Au T4 2022, l’Employment Cost Index confirme une amorce de ralentissement. La rémunération totale a augmenté de 1.0% t/t (5.1% sur un an), après +1.2% au T3 et +1.3% au T2. Avant la pandémie, le gain moyen de l’ECI était de 0.7% par trimestre; il y aurait donc actuellement un « surcoût » de l’ordre de 1.2% par an. Le rythme actuel de progression des coûts du travail n’est pas en ligne avec la cible d’inflation de 2% mais plutôt indicatif d’une inflation dépassant un peu 3%. A noter que la modération de l’ECI doit un peu plus à la partie « primes » qu’à la partie « salaires ».
En novembre, les prix des maisons ont poursuivi leur recul amorcé à la mi-2022. L’indice S&P/Case-Shiller, en baisse de 0.6% m/m, se situe 3.6% sous son pic. Dans les métropoles de la côte ouest comme San Francisco, San Diego ou Seattle, la baisse avoisine ou même dépasse 10% par rapport au pic. L’indice FHFA enregistre un repli plus modeste des prix: -0.1% m/m, -1% vs pic.
En décembre, l’enquête du Conference Board livre une image mitigée du moral des ménages. Les conditions courantes continuent de se redresser. L’indice d’abondance de l’emploi est au plus haut depuis septembre, une évolution à mettre en relation avec le rebond des ouvertures de postes dans le dernier rapport JOLTS (>11M).
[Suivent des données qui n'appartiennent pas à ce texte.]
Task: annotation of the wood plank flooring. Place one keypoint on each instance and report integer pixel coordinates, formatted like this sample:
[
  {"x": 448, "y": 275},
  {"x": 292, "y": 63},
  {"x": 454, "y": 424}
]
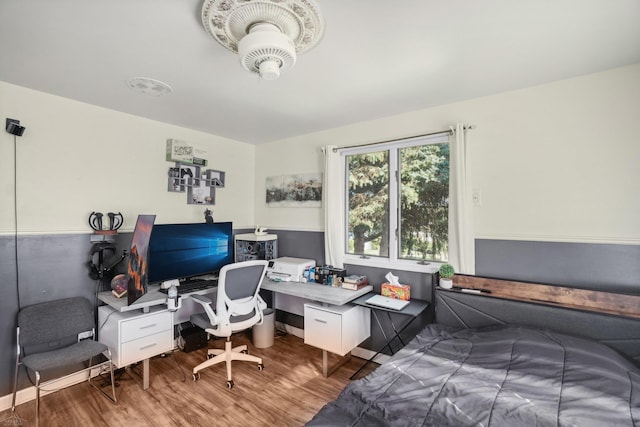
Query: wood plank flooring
[{"x": 288, "y": 392}]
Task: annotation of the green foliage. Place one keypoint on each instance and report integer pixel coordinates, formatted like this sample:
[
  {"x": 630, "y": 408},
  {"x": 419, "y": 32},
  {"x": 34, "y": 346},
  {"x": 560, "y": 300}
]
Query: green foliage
[
  {"x": 446, "y": 271},
  {"x": 424, "y": 204}
]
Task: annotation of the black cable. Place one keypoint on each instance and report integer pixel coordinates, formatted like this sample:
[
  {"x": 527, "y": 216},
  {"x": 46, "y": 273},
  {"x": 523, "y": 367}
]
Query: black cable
[{"x": 15, "y": 216}]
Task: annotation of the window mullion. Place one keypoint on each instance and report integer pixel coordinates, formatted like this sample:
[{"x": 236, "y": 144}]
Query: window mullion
[{"x": 393, "y": 204}]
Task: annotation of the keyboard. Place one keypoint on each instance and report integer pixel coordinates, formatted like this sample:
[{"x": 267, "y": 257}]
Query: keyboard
[{"x": 194, "y": 285}]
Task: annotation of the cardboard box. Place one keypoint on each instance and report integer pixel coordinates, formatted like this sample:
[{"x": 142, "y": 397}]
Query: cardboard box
[{"x": 402, "y": 292}]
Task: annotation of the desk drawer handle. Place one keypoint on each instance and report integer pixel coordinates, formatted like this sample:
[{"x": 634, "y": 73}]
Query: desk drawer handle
[
  {"x": 148, "y": 326},
  {"x": 148, "y": 346}
]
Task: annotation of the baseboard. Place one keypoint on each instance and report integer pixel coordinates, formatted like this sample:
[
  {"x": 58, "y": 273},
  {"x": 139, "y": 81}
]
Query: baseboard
[
  {"x": 366, "y": 354},
  {"x": 28, "y": 394}
]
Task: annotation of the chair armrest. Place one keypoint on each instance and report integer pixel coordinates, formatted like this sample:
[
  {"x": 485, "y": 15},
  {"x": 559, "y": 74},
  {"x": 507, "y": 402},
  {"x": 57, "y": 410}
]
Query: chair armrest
[
  {"x": 201, "y": 299},
  {"x": 206, "y": 304}
]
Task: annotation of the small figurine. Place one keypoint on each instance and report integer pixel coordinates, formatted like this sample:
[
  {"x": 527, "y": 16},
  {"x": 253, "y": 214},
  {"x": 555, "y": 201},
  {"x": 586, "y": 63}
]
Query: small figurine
[{"x": 208, "y": 216}]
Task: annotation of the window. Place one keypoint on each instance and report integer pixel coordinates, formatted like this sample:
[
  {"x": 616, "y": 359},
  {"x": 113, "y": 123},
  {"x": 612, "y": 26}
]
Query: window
[{"x": 403, "y": 218}]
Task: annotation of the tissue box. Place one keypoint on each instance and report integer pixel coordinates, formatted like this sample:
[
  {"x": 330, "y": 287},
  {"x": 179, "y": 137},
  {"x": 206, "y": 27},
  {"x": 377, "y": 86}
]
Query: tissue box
[{"x": 401, "y": 292}]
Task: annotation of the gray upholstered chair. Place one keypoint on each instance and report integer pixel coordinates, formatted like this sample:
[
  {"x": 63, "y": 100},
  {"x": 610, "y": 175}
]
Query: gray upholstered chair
[
  {"x": 56, "y": 335},
  {"x": 238, "y": 307}
]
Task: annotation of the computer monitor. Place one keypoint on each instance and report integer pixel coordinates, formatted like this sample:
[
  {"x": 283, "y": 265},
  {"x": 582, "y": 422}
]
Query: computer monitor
[
  {"x": 184, "y": 251},
  {"x": 137, "y": 268}
]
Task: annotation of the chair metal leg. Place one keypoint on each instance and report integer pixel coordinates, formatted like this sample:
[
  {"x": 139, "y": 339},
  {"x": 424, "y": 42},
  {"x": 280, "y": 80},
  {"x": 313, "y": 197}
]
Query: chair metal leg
[
  {"x": 37, "y": 399},
  {"x": 15, "y": 385},
  {"x": 113, "y": 386}
]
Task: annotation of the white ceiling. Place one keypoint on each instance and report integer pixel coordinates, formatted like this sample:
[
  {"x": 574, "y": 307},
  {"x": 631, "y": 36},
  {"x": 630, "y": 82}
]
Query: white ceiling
[{"x": 377, "y": 58}]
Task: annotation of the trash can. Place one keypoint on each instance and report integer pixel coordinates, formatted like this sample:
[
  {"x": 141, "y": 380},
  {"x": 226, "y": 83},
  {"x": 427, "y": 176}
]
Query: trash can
[{"x": 263, "y": 334}]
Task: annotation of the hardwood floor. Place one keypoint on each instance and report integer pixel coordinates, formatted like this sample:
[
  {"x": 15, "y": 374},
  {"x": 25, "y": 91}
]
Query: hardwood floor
[{"x": 288, "y": 392}]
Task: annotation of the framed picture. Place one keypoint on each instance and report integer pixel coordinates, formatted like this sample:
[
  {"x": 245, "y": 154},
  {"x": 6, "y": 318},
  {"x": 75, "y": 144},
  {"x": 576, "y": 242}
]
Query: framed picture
[{"x": 291, "y": 191}]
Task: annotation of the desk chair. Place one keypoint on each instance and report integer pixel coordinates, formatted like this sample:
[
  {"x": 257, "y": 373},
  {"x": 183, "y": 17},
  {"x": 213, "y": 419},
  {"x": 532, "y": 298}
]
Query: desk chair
[
  {"x": 55, "y": 335},
  {"x": 238, "y": 307}
]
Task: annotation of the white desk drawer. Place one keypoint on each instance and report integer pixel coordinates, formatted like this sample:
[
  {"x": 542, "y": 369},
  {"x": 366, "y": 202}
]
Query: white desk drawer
[
  {"x": 145, "y": 325},
  {"x": 144, "y": 348},
  {"x": 337, "y": 329}
]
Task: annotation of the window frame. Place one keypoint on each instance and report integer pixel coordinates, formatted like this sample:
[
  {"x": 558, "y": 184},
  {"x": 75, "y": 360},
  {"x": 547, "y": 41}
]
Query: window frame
[{"x": 392, "y": 261}]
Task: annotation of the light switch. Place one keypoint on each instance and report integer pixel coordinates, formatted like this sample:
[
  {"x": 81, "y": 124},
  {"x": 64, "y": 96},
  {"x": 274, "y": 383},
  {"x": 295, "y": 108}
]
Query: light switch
[{"x": 476, "y": 197}]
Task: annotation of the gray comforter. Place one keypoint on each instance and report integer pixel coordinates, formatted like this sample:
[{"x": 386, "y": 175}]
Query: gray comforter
[{"x": 498, "y": 376}]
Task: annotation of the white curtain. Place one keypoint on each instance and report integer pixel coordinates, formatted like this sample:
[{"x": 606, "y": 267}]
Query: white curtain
[
  {"x": 461, "y": 234},
  {"x": 334, "y": 200}
]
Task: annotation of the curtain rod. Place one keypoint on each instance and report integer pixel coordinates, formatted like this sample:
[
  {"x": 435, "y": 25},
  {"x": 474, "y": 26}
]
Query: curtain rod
[{"x": 449, "y": 131}]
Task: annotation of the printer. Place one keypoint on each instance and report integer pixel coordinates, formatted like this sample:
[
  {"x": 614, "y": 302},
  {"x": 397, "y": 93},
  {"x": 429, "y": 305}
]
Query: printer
[{"x": 288, "y": 269}]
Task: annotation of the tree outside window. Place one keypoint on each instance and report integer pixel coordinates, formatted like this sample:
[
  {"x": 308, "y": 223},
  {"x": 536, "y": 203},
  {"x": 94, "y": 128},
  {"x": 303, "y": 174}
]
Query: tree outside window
[{"x": 399, "y": 219}]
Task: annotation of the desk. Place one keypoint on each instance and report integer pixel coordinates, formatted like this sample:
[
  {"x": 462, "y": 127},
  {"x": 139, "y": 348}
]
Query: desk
[
  {"x": 414, "y": 309},
  {"x": 342, "y": 325},
  {"x": 315, "y": 291},
  {"x": 118, "y": 316},
  {"x": 138, "y": 331}
]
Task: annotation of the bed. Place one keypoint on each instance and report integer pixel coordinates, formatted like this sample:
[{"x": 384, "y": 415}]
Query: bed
[{"x": 480, "y": 370}]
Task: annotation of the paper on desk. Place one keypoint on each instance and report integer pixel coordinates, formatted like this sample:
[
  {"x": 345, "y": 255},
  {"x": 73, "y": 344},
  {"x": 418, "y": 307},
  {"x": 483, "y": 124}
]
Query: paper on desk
[{"x": 392, "y": 279}]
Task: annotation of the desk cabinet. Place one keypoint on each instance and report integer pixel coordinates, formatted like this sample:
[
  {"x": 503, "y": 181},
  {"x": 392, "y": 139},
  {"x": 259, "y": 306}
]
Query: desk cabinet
[
  {"x": 133, "y": 335},
  {"x": 338, "y": 329}
]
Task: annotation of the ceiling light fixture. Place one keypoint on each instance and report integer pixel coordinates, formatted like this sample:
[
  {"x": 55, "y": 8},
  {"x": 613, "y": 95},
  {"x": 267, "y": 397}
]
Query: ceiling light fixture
[{"x": 267, "y": 34}]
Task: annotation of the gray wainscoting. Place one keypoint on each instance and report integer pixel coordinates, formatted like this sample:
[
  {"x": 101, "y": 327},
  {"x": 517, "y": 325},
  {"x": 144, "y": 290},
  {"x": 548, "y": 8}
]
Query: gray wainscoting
[
  {"x": 604, "y": 267},
  {"x": 54, "y": 266},
  {"x": 8, "y": 312}
]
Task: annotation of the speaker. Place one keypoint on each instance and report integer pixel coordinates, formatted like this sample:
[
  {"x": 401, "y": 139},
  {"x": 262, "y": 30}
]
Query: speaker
[{"x": 13, "y": 127}]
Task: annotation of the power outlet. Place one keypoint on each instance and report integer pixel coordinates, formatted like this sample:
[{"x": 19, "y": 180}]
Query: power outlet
[{"x": 476, "y": 197}]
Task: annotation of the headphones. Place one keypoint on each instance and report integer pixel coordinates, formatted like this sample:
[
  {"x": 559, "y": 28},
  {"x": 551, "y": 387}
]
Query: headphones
[{"x": 96, "y": 263}]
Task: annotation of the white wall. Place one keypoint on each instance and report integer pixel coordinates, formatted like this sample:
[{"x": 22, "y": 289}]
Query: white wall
[
  {"x": 75, "y": 158},
  {"x": 557, "y": 162}
]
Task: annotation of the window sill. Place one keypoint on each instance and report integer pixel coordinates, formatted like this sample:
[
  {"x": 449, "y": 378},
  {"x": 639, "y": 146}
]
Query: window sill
[{"x": 431, "y": 268}]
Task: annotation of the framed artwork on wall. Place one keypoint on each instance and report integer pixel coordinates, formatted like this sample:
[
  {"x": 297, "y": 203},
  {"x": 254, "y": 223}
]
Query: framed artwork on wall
[{"x": 294, "y": 191}]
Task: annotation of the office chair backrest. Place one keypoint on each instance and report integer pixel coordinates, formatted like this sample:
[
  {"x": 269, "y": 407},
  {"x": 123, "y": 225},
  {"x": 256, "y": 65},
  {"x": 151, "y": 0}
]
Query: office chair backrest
[
  {"x": 50, "y": 325},
  {"x": 238, "y": 287}
]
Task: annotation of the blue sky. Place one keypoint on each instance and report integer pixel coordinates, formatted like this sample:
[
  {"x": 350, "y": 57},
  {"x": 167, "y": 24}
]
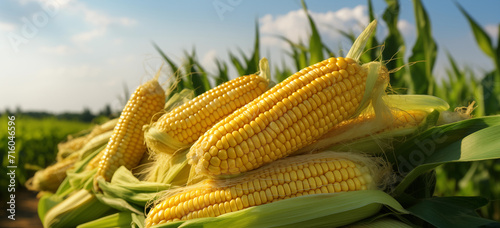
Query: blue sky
[{"x": 64, "y": 55}]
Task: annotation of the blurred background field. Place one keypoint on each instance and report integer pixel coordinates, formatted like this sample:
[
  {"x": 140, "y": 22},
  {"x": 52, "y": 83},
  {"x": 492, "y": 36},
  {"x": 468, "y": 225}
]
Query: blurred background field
[{"x": 38, "y": 133}]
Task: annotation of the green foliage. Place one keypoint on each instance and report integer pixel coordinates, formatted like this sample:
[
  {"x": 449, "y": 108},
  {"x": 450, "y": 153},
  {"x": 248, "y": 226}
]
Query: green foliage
[{"x": 36, "y": 144}]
L’indice Challenger qui recense les annonces de licenciements s’est nettement accru ces derniers mois. Simultanément, les inscriptions au chômage restent faibles (moins de 200k). Ce n’est pas nécessairement contradictoire dans un marché du travail fluide et tendu, ce qui semble être le cas. A l’opposé, les anticipations des ménages rechutent, c’est leur troisième baisse en quatre mois.
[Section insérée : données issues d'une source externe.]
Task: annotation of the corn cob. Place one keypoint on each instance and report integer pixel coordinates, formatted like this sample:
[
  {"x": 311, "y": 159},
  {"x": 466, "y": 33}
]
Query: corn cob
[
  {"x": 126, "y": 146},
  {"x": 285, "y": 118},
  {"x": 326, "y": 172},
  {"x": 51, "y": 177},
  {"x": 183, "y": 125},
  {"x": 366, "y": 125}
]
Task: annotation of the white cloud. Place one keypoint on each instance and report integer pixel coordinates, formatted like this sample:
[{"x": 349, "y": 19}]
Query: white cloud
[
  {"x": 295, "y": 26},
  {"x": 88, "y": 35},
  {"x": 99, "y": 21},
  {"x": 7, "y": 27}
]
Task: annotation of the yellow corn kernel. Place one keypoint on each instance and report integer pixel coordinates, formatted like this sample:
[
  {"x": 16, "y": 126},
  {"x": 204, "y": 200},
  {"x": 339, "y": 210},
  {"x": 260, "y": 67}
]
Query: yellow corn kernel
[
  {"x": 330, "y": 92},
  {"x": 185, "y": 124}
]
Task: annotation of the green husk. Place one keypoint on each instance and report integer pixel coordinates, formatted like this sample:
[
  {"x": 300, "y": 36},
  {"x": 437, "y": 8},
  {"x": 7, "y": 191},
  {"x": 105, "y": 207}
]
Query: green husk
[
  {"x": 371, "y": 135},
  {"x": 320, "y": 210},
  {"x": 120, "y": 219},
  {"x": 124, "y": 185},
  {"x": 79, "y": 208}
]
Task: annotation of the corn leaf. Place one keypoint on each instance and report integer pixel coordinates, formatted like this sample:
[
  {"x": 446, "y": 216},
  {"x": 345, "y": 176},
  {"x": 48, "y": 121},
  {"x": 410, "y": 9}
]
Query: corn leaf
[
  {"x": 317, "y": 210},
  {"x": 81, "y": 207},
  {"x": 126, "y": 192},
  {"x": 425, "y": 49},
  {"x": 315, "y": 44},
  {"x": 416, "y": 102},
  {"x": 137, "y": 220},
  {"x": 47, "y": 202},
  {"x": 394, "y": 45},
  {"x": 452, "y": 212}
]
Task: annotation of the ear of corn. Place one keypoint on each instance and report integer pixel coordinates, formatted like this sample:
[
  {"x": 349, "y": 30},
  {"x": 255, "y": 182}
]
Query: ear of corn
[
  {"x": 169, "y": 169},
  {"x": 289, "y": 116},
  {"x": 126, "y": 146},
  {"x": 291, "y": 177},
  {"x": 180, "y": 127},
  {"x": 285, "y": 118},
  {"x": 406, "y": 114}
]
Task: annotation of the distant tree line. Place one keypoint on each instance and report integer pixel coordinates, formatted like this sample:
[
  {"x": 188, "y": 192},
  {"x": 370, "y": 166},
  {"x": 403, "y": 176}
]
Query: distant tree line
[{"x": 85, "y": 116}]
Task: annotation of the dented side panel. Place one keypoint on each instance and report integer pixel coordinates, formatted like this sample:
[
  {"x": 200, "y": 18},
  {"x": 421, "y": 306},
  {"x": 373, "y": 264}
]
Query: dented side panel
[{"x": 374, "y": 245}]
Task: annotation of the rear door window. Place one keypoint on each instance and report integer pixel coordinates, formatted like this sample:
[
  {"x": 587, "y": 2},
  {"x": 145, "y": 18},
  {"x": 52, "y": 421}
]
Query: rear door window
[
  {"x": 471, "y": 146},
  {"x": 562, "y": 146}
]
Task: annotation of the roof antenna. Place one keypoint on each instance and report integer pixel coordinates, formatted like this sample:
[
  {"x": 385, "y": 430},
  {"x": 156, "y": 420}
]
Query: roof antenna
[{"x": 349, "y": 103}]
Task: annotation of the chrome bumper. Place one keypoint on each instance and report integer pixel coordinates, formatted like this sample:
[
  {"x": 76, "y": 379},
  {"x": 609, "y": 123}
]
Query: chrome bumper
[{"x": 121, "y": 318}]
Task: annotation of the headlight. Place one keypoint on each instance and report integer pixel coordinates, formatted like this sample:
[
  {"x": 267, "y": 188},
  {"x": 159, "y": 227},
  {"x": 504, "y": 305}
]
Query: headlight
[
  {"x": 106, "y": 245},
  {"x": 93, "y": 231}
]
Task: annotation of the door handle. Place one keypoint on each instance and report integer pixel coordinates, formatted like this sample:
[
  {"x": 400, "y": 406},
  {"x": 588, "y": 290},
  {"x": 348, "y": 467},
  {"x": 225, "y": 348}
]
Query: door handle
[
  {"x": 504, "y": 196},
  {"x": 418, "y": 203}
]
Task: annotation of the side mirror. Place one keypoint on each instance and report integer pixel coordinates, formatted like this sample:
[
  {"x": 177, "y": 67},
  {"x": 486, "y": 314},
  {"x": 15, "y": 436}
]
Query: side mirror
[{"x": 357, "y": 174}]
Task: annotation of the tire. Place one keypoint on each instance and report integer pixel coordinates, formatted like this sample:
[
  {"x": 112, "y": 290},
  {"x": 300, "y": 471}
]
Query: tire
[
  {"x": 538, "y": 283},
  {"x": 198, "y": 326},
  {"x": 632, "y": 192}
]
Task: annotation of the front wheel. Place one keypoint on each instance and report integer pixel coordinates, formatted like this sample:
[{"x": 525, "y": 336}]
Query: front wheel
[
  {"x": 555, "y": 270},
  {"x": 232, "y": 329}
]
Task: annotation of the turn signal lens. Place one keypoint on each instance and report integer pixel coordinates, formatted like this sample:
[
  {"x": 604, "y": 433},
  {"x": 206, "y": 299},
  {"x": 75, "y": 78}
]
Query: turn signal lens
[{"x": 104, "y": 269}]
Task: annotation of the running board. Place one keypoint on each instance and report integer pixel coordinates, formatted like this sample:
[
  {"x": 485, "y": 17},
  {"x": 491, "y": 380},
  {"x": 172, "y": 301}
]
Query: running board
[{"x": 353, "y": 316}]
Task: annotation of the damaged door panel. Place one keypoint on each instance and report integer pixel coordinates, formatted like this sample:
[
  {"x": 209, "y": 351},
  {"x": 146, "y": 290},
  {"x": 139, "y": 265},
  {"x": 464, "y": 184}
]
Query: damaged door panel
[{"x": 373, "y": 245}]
En janvier, l’indice ISM de confiance des directeurs d’achat du secteur manufacturier a continué de fléchir ressortant à 47.1 (-1 point). L’indice des nouvelles commandes s’enfonce en territoire récessif (-2.7pts à 42.5). Deux des 18 branches indiquent une activité en hausse, part inchangée par rapport à décembre. L’indice des prix pays suggère que les pressions continuent de s’atténuer.
Politique monétaire et budgétaire
Comme attendu, le FOMC a voté à l’unanimité le 1er février une 8ème hausse de taux directeur à la file, mais cette fois de 25pdb, après +50pdb en décembre et +75pdb en novembre. Au total, la hausse cumulée est de 450pdb. Le communiqué du FOMC note pour la première fois que l’inflation a un peu diminué, quoique toujours élevée.
Dans ses commentaires, Jerome Powell a laissé entendre que la Fed envisageait encore deux hausses de taux de 25pdb avant de faire une pause. C’est exactement en ligne avec la vue médiane du FOMC en décembre dernier qui mettait le pic à 5.1% (donc une fourchette des fonds fédéraux à 5-5.25%). Dans le scénario de la Fed, qui est un ralentissement sans récession, une baisse de taux cette année n’est pas appropriée, a rappelé le président de la Fed. Interrogé sur les vues du marché qui attend un assouplissement dès l’été, il s’est contenté de noter que cela traduisait un profil de désinflation plus rapide que celui de la banque centrale.
A suivre cette semaine
Après l’avalanche de statistiques de cette semaine, c’est le calme plat dans les jours prochains (l’indice UoM de la confiance des ménages le 10 février). Après chaque réunion du FOMC, nombre de ses membres seront sur les ondes pour marteler le message, dont Jerome Powell le 7 février. Si le président de la Fed estime n’avoir pas été compris/entendu par les marchés, ce sera l’occasion de rectifier le ton.
Le 7 février, Joe Biden prononcera le discours sur l’état de l’Union devant une session du Congrès présidée par Kevin McCarthy, le chef des républicains à la Chambre. Kevin McCarthy a été reçu à la Maison Blanche cette semaine. Le discours pourrait être l’occasion d’aborder divers sujets budgétaires, dont la question du plafond de dette fédérale que le GOP veut utiliser pour amener l’administration démocrate à accepter des baisses de dépense.